Eventually, he endorsed Cruz after savaging him. Graham looked stupid and the endorsement probably hurt Cruz. Now he’s going to spend the fall pushing back against his party’s nominee while that individual continues to insult him.

This was a bad year for many candidates, but by a slim margin, Lindsey Graham, his legacy, political future, and the foreign policy he believes in are the biggest loser(s).

Bobby Jindal -8 Points (-5, 0, -3)

He’s looking pretty done. His term in Louisiana ended badly, succeeded by a Democrat. He trails Cruz on the list of evangelical conservative possibilities going forward. Jindal didn’t even make it to the start line in Iowa.

He endorsed Rubio to no benefit. He’s now offering Trump the most tepid of support. That keeps him out of trouble, but doesn’t help his chances of leveraging back into relevance.

If the campaign laid a foundation for a Jindal comeback, it’s currently obscured. Others had a worse cycle because they had more left to lose.

Scott Walker -12 Points (-2, -4, -6)

Could have been worse. Walker got out so early, he might be able to try again in the future. Maybe. He didn’t have a Rick Perry circa 2011 gaffe. His support for Cruz in Wisconsin showed he still has leverage at home. Christie and Jindal show this isn’t something to take for granted.

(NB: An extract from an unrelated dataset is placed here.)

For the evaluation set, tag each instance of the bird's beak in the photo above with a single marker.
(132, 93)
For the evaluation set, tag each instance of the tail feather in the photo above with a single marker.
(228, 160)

Still, he underperformed expectations and has no immediate path forward. As a Trump opponent, he can either reverse himself and seem like a sell-out or potentially run afoul of the next president.

It’s hard to picture him in a Trump cabinet and few are talking about him being on the ticket. Jeb would trade places, but few others would.

Rick Perry 6 Points (-2, +5, +3)

Perry entered the race with very little to lose. Attempting another run after bombing out as badly as he did in 2012 was unprecedented. Many candidates give it another try after poor results, but not when they began as a front runner.

Having to drop out months before Iowa harmed his limited remaining political capital. But it’s not like he was headed to further heights. He pivoted to endorsing Trump with more enthusiasm than many of his peers.

That gives him an outside chance at a VP nomination, a partial shot at a cabinet post, and a role as a fall surrogate who can attempt to wipe away some of the memories of previous awkwardness under the media glare.

By the time we’re done in November, he should wind up better off than he started. That’s more than a good two thirds of the people on the list.

So far, only those who have given their future to The Donald are in better shape than they began in. He truly lived up to his own hype. At least as it relates to his nomination opponents.